(A few additional observations, after the jump).
Interestingly enough, the revised transcript makes it look like Justice Thomas was getting a dig in at Harvard Law School. Here’s a bigger excerpt:
Some observers in the courtroom, though, thought that Justice Thomas was poking fun at his alma mater, Yale Law School. Alas, the underlying audio — listen here, around the 41:00 mark — isn’t very enlightening.
[W]hy did [Justice Thomas’s hard-to-hear] words merit a front-page story in the [Washington] Post, an equally detailed account in the New York Times, even a post and discussion on the Yale Law alumni blog? The answer, alas, is that the story conforms to the widespread notion on the left that Justice Thomas doesn’t participate in oral arguments because (a) he’s unable to do so because he isn’t very smart, and (b) as a black conservative he’s a peculiar character, and here’s another symptom.
To be honest, I think this goes too far. I have the highest respect for Justice Thomas as a jurist, but I still thought it was worth noting (and writing about) his piping up at argument. It’s not a matter of holding Justice Thomas in low regard; it’s about being a Supreme Court dork. (I suspect that Professor Josh Blackman, who also wrote about Justice Thomas speaking at argument, holds a similarly high opinion of CT.)
The Weekly Standard post does go on to provide some useful historical context:
In its early years, the Supreme Court was largely dependent on oral arguments in place of briefs, and so justices were inclined to ask questions and, in effect, debate with advocates.
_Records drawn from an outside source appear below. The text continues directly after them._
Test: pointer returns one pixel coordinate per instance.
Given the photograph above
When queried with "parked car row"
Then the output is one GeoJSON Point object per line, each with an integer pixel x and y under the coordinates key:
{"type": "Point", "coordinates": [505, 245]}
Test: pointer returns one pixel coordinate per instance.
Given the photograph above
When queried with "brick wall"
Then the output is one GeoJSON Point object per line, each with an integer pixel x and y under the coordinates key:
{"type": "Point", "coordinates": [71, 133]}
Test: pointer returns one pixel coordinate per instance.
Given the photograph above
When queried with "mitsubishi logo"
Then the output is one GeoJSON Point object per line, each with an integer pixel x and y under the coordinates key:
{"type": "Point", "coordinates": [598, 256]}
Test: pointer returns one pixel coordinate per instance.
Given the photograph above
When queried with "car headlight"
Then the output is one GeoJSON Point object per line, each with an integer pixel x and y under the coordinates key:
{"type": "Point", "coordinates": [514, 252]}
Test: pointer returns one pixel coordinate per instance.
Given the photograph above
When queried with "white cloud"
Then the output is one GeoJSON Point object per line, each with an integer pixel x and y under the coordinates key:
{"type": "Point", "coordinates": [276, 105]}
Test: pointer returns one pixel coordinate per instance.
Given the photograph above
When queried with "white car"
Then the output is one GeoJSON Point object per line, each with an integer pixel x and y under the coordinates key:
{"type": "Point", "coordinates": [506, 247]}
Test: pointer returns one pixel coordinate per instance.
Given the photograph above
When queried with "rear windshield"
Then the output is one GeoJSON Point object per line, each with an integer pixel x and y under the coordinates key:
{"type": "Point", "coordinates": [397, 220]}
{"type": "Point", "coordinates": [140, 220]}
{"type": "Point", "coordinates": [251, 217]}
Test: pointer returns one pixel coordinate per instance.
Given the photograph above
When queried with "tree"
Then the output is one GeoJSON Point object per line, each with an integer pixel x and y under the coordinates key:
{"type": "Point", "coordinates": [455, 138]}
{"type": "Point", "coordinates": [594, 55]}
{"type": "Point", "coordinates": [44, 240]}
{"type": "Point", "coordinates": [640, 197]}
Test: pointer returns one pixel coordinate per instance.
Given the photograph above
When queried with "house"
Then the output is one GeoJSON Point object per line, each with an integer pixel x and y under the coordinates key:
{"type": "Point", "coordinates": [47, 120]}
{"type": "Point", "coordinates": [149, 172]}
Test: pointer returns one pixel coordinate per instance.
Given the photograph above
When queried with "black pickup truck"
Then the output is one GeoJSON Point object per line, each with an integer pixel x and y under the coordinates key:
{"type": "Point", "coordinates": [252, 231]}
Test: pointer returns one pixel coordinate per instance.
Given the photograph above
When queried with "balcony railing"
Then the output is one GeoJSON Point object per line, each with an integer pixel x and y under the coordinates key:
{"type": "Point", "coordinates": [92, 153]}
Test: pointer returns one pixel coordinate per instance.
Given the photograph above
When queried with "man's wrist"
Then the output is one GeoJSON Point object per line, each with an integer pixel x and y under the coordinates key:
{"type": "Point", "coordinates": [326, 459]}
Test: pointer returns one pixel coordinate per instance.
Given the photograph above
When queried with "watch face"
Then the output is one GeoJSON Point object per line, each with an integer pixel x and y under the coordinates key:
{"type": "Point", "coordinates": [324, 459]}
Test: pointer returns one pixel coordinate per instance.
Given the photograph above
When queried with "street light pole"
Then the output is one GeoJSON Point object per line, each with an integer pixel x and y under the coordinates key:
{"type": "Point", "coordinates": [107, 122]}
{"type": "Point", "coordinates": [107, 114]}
But after the 1830s, the Court adopted more businesslike practices, and oral exchanges between justices and lawyers declined.
Official transcripts of proceedings date only from the era of the Warren Court, but there is little record — in memoirs, historic monographs, or journalistic accounts of Court proceedings — of such giants as Louis Brandeis or Oliver Wendell Holmes, for example, engaging advocates during oral argument. Indeed, the preeminent liberals on the modern Supreme Court — William O. Douglas and William J. Brennan — were, like Clarence Thomas, deliberately circumspect during proceedings.
Which proves nothing, of course — except that some modern justices, for various reasons, like to engage in rhetorical duels with lawyers, but Justice Thomas prefers to keep his mouth shut and let the advocates make their case.
And modern audiences, for various reasons, like it when justices engage in rhetorical duels with lawyers. We enjoy seeing great advocates get challenged and probed by great judges. Is that so wrong?